Walleye plant to improve future fishing

By Emily Mullen, Staff Writer
10/29/00 — Three Rivers Community News

 

CONSTANTINE - The St. Joe River has 160,000 new walleye fingerlings as the result of a joint-effort project by the Village of Constantine and the Colon Anglers Association to increase wildlife in area waters.

A report on the outcome of the project was recently given to village council members at a regular meeting by Jim Smith, president of the Colon Anglers Association.

Smith said the success of this year's walleye plantation project was a record for both the anglers association and St. Joe County.

"We put 65 percent of the fish we raised into the St. Joe River, which is phenomenal," Smith said.

The CAA planted a total of 160,000 into the St. Joe River early last May. From that total, a little over 100,000 walleye fingerlings lived.
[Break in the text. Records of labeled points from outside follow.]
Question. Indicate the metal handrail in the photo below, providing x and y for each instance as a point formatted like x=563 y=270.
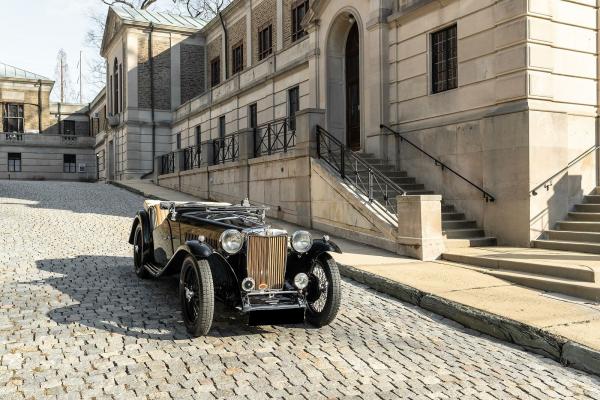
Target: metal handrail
x=352 y=168
x=274 y=137
x=486 y=195
x=548 y=182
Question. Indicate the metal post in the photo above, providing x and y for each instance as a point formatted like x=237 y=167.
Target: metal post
x=285 y=136
x=370 y=184
x=343 y=162
x=269 y=138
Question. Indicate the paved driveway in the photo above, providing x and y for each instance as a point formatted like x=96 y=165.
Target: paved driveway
x=76 y=322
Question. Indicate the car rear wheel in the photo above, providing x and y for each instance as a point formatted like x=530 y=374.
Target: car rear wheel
x=138 y=254
x=323 y=292
x=197 y=296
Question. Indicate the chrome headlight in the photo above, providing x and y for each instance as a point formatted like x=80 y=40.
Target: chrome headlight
x=301 y=241
x=231 y=241
x=301 y=280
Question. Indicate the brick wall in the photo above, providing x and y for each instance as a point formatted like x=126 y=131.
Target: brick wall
x=237 y=35
x=192 y=71
x=161 y=52
x=263 y=14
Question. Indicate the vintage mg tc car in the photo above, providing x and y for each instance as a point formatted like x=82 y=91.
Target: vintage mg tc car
x=228 y=253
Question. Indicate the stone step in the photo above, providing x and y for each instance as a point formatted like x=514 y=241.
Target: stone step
x=591 y=199
x=463 y=224
x=464 y=233
x=482 y=241
x=583 y=216
x=495 y=262
x=448 y=208
x=574 y=236
x=587 y=207
x=567 y=246
x=580 y=226
x=452 y=216
x=584 y=290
On May 19, the walleye were removed from two reserve ponds they were being held in next to the village's old waste water treatment plant, and placed in the St. Joe River.

Fred Edinger, member of the anglers association and major participant in the project, said the fish were removed from the ponds ahead of schedule since they originally planned to transplant the fish on June 5.

"The fish were healthy and we had the biggest percent of fish survive the anglers association has ever had- the Department of Natural Resources hopes to get ratios like that," Edinger said.

Costing the county only $1,200, the walleye were retrieved from the Wolf Lake Fish Hatchery in Mattawan and deposited in the village's chemical-free reserve ponds to grow.

The hatchery breeds millions of fish in rows of tube-shaped tanks. Once they hatch, the fish, then called "fry" since they're no bigger than mosquitoes, are transported from the hatchery into the water.

Fish eggs are kept in water temperatures in the mid to high '50s in order to control the rate at which they hatch.

The warmer the water, the quicker the eggs will hatch. It usually takes walleye eggs a few days to a week to hatch.

Each holding 80,000 of the hatchlings, or fry, the walleye grew in the ponds until they reached fingerling size, which is about 1.125-1.5 inches long.

"We had to use irrigation pumps from local farmers in order to pump water out of the St. Joe River into the ponds," Edinger said.

He said water from the cement-based ponds seeped out at a rate of 1.5-2 feet each week, forcing them to consistently fill the ponds with water so the fish had enough food and oxygen to grow.

Pumping water from the St. Joe River into the ponds at a rate of 2-3 times a week, workers made sure there was enough water to sustain the fish. At their highest points, the treatment plant ponds are 5 feet deep, 4 feet in their most shallow spots.

Adding water to the ponds by pump is what actually made the fish grow to fingerling size in a much shorter amount of time than speculated.

"It was a very beneficial process because it brought in plankton, which the fish eat, and oxygen and other nutrients," Edinger said. "What looked like a disaster was really a blessing in disguise."

Within the first five days of their time spent in the ponds, the fry feed off their egg sacks before relying on the vegetation of the pond itself.

After about a week, Edinger said project workers used a special light in the water that attracts plankton. If fish surface the water to come to the food, they know the fish are still there and have sustained their development period.

"It's just our way of checking on the fish early, but you can do that at anytime," he said.

The walleye were taken out of the ponds after they reached 1.5 inches in length and planted into the St. Joe River.

Edinger said this prevents the fish from eating each other since the food supply in the small ponds became too small to feed the growing fish.

Looking out at the St. Joe River right in his backyard off of Withers Road in Constantine, Edinger views the spot every day where 38,000 of the fingerlings were planted.

Now sprawled out in various bodies of water along the river, including Sturgeon Lake and other area lakes in Colon, the walleye will grow to legal fishing size, or 15 inches, within the next 2-2.5 years.

With help from the DNR, Friends of the St. Joe River and other concerned community members, the Colon Anglers Association was able to complete the walleye project and get renewed with the village to continue the project next spring.

"We raise and transplant the walleye to be conservationists and to help the St. Joseph County fishery," Edinger said.